Gelukkig leren de leerlingen geen louter mechanisch rekenen meer en wordt er ook aan het door Wansink bekritiseerde veelal ontbreken van inzicht nu veel meer gedaan.
Overigens: het is Van Dalen en niet Van Dale, de naamgever komt  van het Groot Woordenboek der Nederlandse Taal, en hij kan vanuit de wiskunde nog lang op antwoord wachten.

zondag 25 mei 2014

Correspondentie met College voor Examens

MIJN VRAGEN AAN HET COLLEGE VOOR EXAMENS

CvE wees me nog op de disclaimer in de antwoordmails:

Disclaimer: het antwoord op de vraag die wordt gesteld is specifiek bedoeld als antwoord op díe vraag van díe vraagsteller, niet voor verdere verspreiding. Het CvE is op de hoogte van het gegeven dat deze antwoorden door de vraagsteller verder (fora, communities, digischool, examenbesprekingen etc.) kunnen worden verspreid. Het CvE hecht eraan te melden dat het antwoord aan de individuele vraagsteller slechts gelding heeft in het contact met de individuele vraagsteller.
 
In het CV HAVO wiskunde B 2014 tijdvak 1 staat bij vraag 1.
1 punt voor “de vergelijking 50 = … moet opgelost worden” en daarna bij vraag 2
1 punt voor “beschrijven hoe deze vergelijking kan worden opgelost”
Dat laatste kan algebraïsch tot en met  0,5 ^ t  =  1/3000, daarna is een rekenmachine nodig.
Maar met de grafische rekenmachine zou die beschrijving moeten luiden:
y1 = 50, y2 = 100 / ( 1 + 3000 * 0.5 ^ x) en intersect geeft x = 11,55.. (en y = 50) (waarna het derde punt verdiend wordt met het antwoord: na 12 jaar.

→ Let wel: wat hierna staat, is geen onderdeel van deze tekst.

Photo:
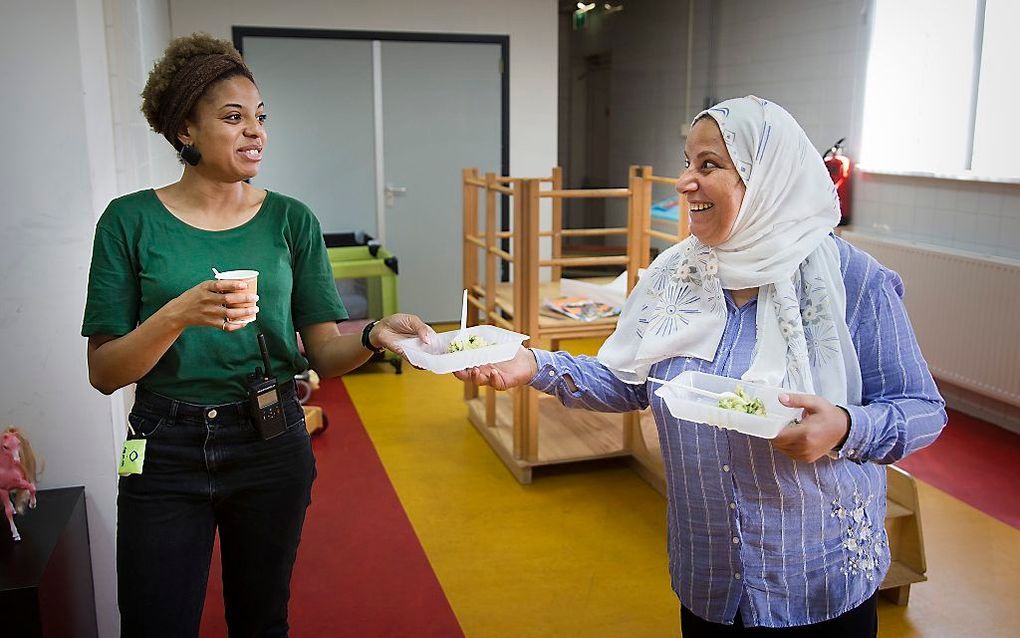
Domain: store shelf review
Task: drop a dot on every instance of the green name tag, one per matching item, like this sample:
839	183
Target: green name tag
132	457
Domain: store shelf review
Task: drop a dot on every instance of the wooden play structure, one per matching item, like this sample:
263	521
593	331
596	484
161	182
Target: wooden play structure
527	429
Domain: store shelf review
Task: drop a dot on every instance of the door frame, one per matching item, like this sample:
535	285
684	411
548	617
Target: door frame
240	33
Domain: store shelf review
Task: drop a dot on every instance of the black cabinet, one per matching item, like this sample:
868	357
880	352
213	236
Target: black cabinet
46	580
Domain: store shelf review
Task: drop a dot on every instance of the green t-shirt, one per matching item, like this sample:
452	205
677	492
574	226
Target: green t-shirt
144	256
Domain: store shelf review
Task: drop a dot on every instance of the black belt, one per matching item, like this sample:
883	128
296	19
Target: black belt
224	412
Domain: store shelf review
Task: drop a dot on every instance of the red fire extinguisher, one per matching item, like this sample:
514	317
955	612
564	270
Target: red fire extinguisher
839	169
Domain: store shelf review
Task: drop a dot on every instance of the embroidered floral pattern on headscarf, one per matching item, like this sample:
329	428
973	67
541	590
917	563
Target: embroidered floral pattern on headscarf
780	239
863	543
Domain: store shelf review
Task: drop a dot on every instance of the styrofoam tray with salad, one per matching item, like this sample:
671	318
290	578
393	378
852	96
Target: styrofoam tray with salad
747	407
454	350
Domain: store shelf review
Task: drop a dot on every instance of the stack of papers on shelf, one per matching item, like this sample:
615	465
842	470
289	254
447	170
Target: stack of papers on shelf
613	293
581	308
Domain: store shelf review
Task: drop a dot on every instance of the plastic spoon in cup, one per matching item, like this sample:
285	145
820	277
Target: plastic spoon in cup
718	396
463	316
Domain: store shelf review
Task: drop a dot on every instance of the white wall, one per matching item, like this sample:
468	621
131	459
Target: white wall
811	57
68	155
530	25
57	168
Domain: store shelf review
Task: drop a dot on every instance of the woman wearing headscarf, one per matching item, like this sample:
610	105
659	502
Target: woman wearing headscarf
784	533
210	455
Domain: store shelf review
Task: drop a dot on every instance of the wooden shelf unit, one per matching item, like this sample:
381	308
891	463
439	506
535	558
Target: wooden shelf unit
524	430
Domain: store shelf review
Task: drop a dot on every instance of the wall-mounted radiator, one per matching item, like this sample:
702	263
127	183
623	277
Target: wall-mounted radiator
965	309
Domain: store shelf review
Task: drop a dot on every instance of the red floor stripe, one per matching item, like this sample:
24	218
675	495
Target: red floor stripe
975	461
361	570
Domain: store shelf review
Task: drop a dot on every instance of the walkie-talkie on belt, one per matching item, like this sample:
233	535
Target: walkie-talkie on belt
263	398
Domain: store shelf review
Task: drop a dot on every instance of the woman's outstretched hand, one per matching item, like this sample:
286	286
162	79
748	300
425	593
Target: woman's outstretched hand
822	430
517	372
392	330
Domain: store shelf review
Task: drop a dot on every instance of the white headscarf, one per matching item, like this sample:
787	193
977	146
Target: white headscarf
779	243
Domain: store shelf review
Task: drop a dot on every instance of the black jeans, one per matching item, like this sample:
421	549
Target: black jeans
861	622
207	469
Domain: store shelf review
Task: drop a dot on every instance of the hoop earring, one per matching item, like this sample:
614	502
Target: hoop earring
190	154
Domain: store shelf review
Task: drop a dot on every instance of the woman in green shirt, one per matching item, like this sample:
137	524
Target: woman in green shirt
155	316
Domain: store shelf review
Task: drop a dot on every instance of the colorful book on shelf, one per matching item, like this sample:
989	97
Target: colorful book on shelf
581	308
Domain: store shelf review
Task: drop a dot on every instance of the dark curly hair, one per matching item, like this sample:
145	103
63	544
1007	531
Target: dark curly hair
189	67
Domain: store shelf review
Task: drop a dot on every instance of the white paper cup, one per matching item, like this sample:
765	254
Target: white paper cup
250	278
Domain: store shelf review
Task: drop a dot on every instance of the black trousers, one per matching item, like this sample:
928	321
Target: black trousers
205	470
861	622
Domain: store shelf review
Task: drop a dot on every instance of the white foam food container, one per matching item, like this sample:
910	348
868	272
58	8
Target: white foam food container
434	356
690	406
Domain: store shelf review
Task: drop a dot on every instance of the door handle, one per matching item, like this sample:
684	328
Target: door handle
392	191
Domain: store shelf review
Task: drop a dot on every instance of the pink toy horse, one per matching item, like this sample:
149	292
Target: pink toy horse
17	475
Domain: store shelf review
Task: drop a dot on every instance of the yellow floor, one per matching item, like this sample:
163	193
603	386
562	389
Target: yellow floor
581	550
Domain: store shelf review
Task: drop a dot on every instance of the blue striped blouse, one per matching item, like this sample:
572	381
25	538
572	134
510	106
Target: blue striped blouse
750	530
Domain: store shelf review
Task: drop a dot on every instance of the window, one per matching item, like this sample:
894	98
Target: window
939	90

Elk jaar keert de discussie terug of de eerste punt mag worden toegekend als een leerling de vergelijking niet expliciet opschrijft, maar alleen bij de tweede stap met de GR impliciet aangeeft dat hij de vergelijking (blijkbaar) op lost (maar eigenlijk het snijpunt van 2 grafieken uitrekent) Overigens kan de oplossing ook gevonden worden met de SOLVER door 0 = 50 – 100 / (1 + 3000 * 0.5 ^ x)  in te voeren. Dan wordt in ieder geval een vergelijking genoteerd (hoewel veel leerlingen zich dan beperken tot de opmerking dat ze de SOLVER gebruiken).

Is het terecht dat in zo’n geval de eerste punt toch wordt toegekend?

En zijn er conventies, waaraan de beschrijving minimaal moet voldoen?

In de syllabi wordt aan de z.g. GR-taal, die bij beschrijven hoe een vergelijking moet worden opgelost met de GR minimaal noodzakelijk is, weinig tot geen aandacht besteed en er zijn geen officiële voorbeelden hiervan.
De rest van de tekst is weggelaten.